Mutual Aid Center Built By Cooperation
Volunteer, paid firemen enjoy county facilities
A modern control center at Plattsburgh, N. Y., Fire Headquarters is the product of the combined efforts of county and city fire officials to improve the fire communications network serving both the Clinton County mutual aid system and the Plattsburgh Fire Department.
Clinton County covers 1,059 square miles at the extreme northeastern tip of New York State and has a population of 77,200. Plattsburgh, the county seat, is on Lake Champlain, 20 miles south of the Canadian border.
In 1953, the County Hoard of Supervisors installed a two-frequency fire radio system in the county sheriff’s office. But it was soon moved to Plattsburgh Fire Headquarters. This was the beginning of organized mutual aid in the county. At this time, there were 15 fire departments and 25 pieces of fire apparatus in Clinton County.

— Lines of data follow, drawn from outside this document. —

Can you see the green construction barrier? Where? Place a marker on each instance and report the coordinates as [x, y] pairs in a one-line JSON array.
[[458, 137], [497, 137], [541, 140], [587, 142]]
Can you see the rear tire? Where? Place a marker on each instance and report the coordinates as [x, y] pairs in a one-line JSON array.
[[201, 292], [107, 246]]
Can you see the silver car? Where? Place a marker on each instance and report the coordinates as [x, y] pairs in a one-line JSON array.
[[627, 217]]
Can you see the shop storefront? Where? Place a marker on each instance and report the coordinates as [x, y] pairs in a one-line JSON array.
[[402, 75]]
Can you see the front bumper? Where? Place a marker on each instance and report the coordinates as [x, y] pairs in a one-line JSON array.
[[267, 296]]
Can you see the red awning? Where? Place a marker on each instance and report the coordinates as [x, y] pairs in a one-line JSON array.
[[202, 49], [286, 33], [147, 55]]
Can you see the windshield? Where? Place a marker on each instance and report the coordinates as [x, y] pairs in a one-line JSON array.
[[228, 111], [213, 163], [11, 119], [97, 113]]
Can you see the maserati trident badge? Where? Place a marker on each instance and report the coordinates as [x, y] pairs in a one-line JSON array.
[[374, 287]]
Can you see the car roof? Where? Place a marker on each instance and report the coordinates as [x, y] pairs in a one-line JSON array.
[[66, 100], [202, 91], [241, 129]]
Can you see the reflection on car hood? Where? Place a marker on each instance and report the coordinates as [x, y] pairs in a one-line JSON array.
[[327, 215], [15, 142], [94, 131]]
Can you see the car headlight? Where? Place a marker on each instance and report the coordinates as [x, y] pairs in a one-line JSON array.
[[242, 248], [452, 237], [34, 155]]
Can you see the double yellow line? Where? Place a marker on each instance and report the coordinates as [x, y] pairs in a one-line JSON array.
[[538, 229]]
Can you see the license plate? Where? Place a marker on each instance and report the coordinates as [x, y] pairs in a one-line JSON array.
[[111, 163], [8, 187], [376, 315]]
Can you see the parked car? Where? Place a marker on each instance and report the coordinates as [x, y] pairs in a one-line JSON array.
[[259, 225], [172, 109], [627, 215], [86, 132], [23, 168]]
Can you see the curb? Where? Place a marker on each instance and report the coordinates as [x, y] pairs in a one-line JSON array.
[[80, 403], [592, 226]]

A decade later, there were 25 departments with 97 pieces of equipment and 980 firemen.
New center planned
In 1964, it was apparent to both city and county fire officials that the old control center was inadequate. Under the leadership of Chief Henry A. Trost of Plattsburgh, Assistant Chief Richard C. King and myself as county fire coordinator, city and county fire officials united to improve the fire communications system. Meetings with the Clinton County Board of Supervisors and the Plattsburgh Common Council resulted in a joint plan. In July 1966, work began.
The new control center, dedicated last October 16, measures 15 x 25 feet. Walls are paneled in natural birch. The ceiling is of acoustic tile with flush lighting, and the floor is finished with light-colored tile. Consoles extend the length of one side of the center and are elled at the end closest to the apparatus floor. At this location, a large window facing the apparatus floor gives dispatchers a view of the area. The work was completed by county and city firemen and the fire coordinator.
A telephone switchboard is the hub of operations. To the left of this board are automatic voice recorders for all incoming calls, controls for apparatus doors and station and traffic lights, and a public address system for headquarters and other stations. A civil defense base station is part of the console.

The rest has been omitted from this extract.